Cosmic Brujo Mutafuka Trío son jazzistas rigurosos, seriamente desordenados. Su perfomance, de agresividad callejera, en algunos momentos fue indigerible pero sin caer en el tedio de lo incomprensible tan en boga estos días. Fueron teloneros respetuosos que no se demoraron y terminaron como en el principio: de repente. Se despidieron igual de emocionados que la audiencia por lo que venía, era momento de prevenirse y acudir al sanitario para no ser molestados por la fisiología durante la Sun Ra Arkestra, y de paso, consumir algún aperitivo.

¿Por qué hacer mención al consumo?
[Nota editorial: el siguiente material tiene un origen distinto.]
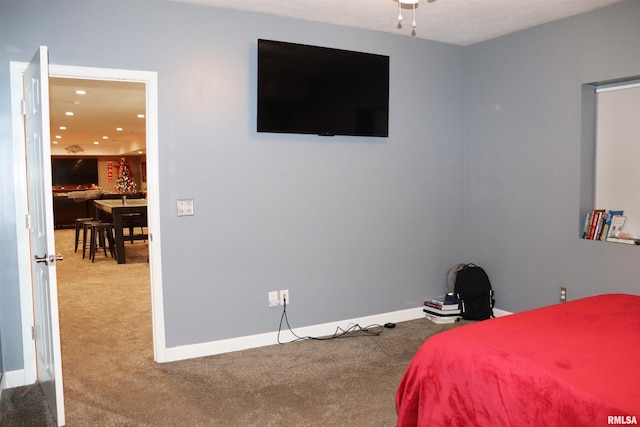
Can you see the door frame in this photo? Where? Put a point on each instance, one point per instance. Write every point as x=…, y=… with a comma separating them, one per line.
x=17, y=70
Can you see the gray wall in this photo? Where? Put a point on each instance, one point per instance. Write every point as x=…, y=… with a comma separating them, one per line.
x=523, y=150
x=351, y=226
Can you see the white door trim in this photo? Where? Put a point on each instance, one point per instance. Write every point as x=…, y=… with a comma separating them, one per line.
x=20, y=187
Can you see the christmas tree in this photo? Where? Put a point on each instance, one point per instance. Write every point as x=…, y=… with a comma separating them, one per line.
x=125, y=182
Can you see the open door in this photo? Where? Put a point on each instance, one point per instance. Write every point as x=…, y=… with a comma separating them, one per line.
x=43, y=258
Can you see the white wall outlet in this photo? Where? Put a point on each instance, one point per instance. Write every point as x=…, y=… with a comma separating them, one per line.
x=273, y=298
x=563, y=295
x=185, y=207
x=284, y=294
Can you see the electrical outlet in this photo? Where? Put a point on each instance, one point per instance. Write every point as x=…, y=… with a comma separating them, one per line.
x=284, y=294
x=274, y=300
x=563, y=295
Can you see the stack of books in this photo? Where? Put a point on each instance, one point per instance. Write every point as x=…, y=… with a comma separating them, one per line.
x=441, y=310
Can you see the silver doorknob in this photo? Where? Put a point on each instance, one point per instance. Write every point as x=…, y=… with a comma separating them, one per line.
x=49, y=260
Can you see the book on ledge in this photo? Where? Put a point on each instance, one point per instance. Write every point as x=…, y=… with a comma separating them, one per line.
x=440, y=312
x=443, y=303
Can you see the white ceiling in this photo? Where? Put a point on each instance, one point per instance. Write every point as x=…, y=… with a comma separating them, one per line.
x=460, y=22
x=108, y=105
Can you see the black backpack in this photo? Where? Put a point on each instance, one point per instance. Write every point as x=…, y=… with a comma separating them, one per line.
x=473, y=290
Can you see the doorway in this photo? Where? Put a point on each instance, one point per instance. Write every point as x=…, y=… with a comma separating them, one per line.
x=151, y=168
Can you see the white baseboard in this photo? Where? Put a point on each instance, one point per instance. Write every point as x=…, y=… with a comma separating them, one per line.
x=211, y=348
x=191, y=351
x=13, y=379
x=499, y=313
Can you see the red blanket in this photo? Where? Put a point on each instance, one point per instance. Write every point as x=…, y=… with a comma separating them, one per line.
x=571, y=364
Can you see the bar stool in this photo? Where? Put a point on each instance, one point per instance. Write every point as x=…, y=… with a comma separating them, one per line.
x=80, y=224
x=101, y=234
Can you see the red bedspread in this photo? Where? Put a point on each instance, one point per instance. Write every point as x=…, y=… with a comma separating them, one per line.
x=571, y=364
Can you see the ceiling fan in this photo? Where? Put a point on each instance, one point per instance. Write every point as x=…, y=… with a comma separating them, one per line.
x=413, y=4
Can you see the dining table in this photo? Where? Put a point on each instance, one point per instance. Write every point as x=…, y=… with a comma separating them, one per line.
x=118, y=209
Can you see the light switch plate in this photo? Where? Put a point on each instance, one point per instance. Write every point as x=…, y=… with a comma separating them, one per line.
x=185, y=207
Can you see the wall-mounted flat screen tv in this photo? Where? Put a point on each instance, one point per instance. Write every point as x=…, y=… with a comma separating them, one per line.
x=67, y=172
x=322, y=91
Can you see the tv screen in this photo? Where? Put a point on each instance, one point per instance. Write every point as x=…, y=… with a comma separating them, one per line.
x=67, y=172
x=323, y=91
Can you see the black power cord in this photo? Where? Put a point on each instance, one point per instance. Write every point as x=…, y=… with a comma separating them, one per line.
x=351, y=332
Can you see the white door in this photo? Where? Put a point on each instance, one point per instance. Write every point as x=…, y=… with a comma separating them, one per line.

Pienso que califica como gran y buena noticia que un lugar ofrezca bebida a un precio accesible, como sucedió en el Esperanza Iris.

Anunciaron la tercera llamada para el acto estelar, se apagaron las luces del inmueble y tuve dificultades para encontrar mi asiento, pero llegué a tiempo para ver la ocupación de las capas coloridas, los sombreros cósmicos y las mujeres faraónicas.

Los marcianos llegaron ya, y muy contrario a la creencia popular, lo que tocan y bailan es jazz. Cuando Sun Ra comandaba su orquesta hizo de la composición un ejercicio filosófico y místico, proveniente de otro planeta y creyendo como extraterrestre que la humanidad podía salvarse mediante la música, incluyó en su quehacer practicas del ascetismo, así como ciencia ficción, poesía y teatro.

Lección para muchos artistas contemporáneos, el legado de Sun Ra no se diluyó en el protagonismo de un statement. Marshall Allen, director actual de la Arkestra, salió al escenario envuelto en lentejuelas rojas, jorobado y adorable como un mago anciano, y sin ponerse al frente para recibir el aplauso, ocupó su lugar correspondiente.

Sun Ra Arkestra logra sincretizar al jazz en todos sus matices: técnica y rupturismo, bebop y big band, Coleman Hawkins y Duke Ellington: space is the place, honey. Mantienen su trasfondo religioso, celebrando el movimiento de los astros con euforia, haciendo piruetas infantiles y arriesgadas cerca del proscenio, organizando caravanas en las que recorrieron toda la planta baja ante ipods azorados y cámaras fanáticas.

A veces, el público mexicano quiere portarse tan bien que termina portándose mal. Hubo algunos brotes de bailarines, pero todos debimos abrirnos al erotismo, debimos habernos permitido una sesión de baile epiléptico, o de menos, habernos unido cuando bajaron a saludarnos. El jazz que la Sun Ra Arkestra ejecuta admite el grito y el contoneo. Pero es cierto también que cuando el concierto finalizó, escuché más comentarios felices que intelectuales: todos nos la pasamos bien.